First off all it is important to understand that the frequency affects the possible maximum transfer rate, although it's not achieved in every scenario. It's just the upper limit. Surely, if you run a benchmark with those two, the higher frequency will very likely result in a higher transfer rate, but it's not really important if you're using Lightroom.
Furthermore, those DIMMs (Dual Inline Memory Module, or just your memory for that purpose) have even more numbers that matter when it comes down to how they perform. Very often you see several numbers after the frequency, written like CL7-7-7-18. Those actually define the amounts of clock cycles the memory will take to process a desired operation. For a module that has the just mentioned values it will take 7 full cycles to return the desired value. All that is pretty theoretical stuff as you won't notice it as a user.
I would not worry too much about all those technical stuff as the effect will not be noticeable and probably only be measurable in benchmarks.

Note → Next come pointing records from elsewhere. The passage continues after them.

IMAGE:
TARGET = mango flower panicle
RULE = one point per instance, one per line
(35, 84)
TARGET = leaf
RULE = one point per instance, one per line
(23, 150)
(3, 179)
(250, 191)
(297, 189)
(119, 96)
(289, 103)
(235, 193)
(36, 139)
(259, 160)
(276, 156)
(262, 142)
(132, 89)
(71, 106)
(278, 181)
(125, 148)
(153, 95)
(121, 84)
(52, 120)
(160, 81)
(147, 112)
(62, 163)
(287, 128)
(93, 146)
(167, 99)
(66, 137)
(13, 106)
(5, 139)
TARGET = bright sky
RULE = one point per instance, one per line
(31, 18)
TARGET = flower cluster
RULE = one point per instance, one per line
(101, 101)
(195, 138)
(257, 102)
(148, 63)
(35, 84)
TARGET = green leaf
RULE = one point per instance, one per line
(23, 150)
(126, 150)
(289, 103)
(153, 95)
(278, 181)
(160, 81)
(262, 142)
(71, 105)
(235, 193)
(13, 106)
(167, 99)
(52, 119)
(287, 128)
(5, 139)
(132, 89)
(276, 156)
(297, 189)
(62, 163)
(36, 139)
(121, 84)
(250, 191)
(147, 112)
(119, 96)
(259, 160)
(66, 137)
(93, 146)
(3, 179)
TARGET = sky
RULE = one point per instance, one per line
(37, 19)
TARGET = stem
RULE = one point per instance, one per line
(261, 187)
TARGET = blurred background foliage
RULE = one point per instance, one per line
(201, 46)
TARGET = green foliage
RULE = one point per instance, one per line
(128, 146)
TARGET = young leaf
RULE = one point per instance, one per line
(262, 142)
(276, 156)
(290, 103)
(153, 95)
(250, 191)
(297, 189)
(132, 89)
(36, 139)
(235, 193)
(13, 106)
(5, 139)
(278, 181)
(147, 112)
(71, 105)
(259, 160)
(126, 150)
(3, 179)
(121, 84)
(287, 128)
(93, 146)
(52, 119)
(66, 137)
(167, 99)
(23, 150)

However what you should care about is something that is called Dual Channel Memory. What this effectively means is that your RAM works just like a RAID 0. You can think of it as every second bit beeing written to the other DIMM. So instead of one DIMM having to write 10 Mbyte for instance, both have to write 5 MByte resulting in a performance boost.
Therefore four DIMMs won't really increase your memory performance, compared to just two DIMMs as you then have two Dual Channel …"clusters" or how you want to call it. Four DIMMs only perform better if your mainboard supports Quad Channel. Don't worry about that terminology too much, pretty much every mainboard supports Dual Channel memory, so you're good to go.
More important for using LR is definitely the CPU. If you tweak a slider in LR, the CPU does almost all the work for you, so it's mandatory to have enough CPU performance.
Since GPU support was also mentioned before: It might improve editing in some sceneraios, but as null mentioned, the developer has to implement it. Only very few functions of LR support using your GPU (currently), yet it slows down other parts of the program. That's why I have it turned off. All your basic editing is only done on the CPU. Therefore I would not pay too much attention to choosing a GPU for LR either.